By: Jocelyn Schwalm
“…education has become one of the chief obstacles of intelligence and freedom of thought.” Bertrand Russell
Society today places too much pressure on students to be high achievers, but it comes at a high cost. It is all too common for students to feel drained of their time and energy studying. The immense pressure that surrounds students trying to attain high grades often stifles the creative process for answers that cater to a professor. Self-worth and grades are dangerously intertwined in a world that values education as the greatest mark of intelligence.
A university education, despite its professional value, offers a limited view into what makes up a person. In this sense, it has failed us. I can attest to this. I only saw success for those around me if they had succeeded in an educational setting. This inadvertently causes students to overlook so many of the other aspects of what makes up intelligence. When it comes to standard educational institutions, so much of what is required is simply regurgitating information from textbooks. Although this is a useful skill to acquire, it is not a measure of someone’s intelligence. Students are taught that their entire future is based around a number on a paper.
This pressure has caused anxiety to skyrocket in the last few decades among college and university students, actually equal to that of individuals placed in insane asylums in the 1950s. Not only is there pressure, but students are literally becoming sick and overmedicated over this thought-limiting education system.
When students have to alter their consciousness to demonstrate their “intelligence,” somewhere along the line, something has gone awry. All too often, professors offer only a limited view into a subject. Students who mechanically take in this information are at risk of mistaking these mass-produced opinions for their own. For many students, ambition is taking a backseat to anxiety, and their grades are tangled up in a professor’s biased opinions. In most university programs, creativity is not taken into account when it comes to grading. Education is able to offer such a small window into a person’s abilities that to judge someone based on it seems absolutely absurd.
Far too often, people’s grades do not reflect their abilities, and this is where it gets complicated. If someone excels on a single aspect of a subject, has amazing ideas, but is unable to keep up their GPA, they are tossed to the side.

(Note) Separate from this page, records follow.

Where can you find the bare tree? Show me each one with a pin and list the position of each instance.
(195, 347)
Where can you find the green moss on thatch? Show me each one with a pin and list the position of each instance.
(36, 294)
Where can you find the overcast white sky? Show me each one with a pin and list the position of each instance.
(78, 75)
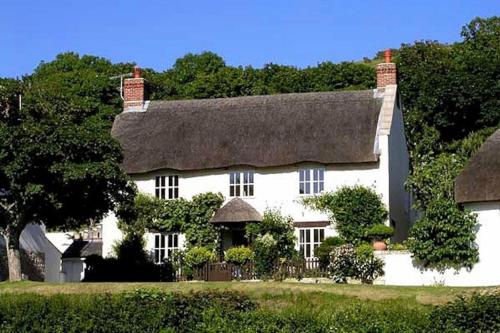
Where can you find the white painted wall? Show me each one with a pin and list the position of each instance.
(400, 270)
(73, 269)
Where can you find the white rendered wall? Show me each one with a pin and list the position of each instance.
(399, 269)
(399, 198)
(111, 235)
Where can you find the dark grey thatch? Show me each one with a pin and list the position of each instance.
(83, 248)
(480, 179)
(259, 131)
(236, 211)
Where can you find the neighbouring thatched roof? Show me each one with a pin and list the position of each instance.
(480, 179)
(83, 248)
(236, 210)
(258, 131)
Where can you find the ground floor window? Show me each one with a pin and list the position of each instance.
(164, 245)
(309, 239)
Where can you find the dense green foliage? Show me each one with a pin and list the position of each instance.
(215, 311)
(266, 252)
(239, 255)
(279, 227)
(59, 164)
(352, 210)
(444, 237)
(380, 232)
(322, 252)
(356, 263)
(192, 217)
(197, 256)
(480, 313)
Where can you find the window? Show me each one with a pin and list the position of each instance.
(311, 181)
(165, 245)
(309, 239)
(241, 184)
(167, 187)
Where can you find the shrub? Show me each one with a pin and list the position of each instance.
(279, 227)
(379, 232)
(138, 311)
(322, 252)
(444, 237)
(352, 210)
(196, 257)
(480, 313)
(266, 255)
(343, 263)
(357, 263)
(397, 247)
(239, 255)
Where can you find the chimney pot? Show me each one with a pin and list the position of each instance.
(133, 91)
(137, 72)
(386, 71)
(387, 55)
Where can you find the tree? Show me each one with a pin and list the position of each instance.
(352, 210)
(59, 164)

So many people have to accept that their future hinges on their visibility within the education system. Grades are not, by any means, an accurate portrayal of intelligence. For a better-rounded system, it would be beneficial to encourage those who have ideas worth pursuing. Our education system needs to take the outliers into consideration and not only find different methods for evaluation but allow grades to be just a piece of a puzzle and not an obstacle for demonstrating our true abilities.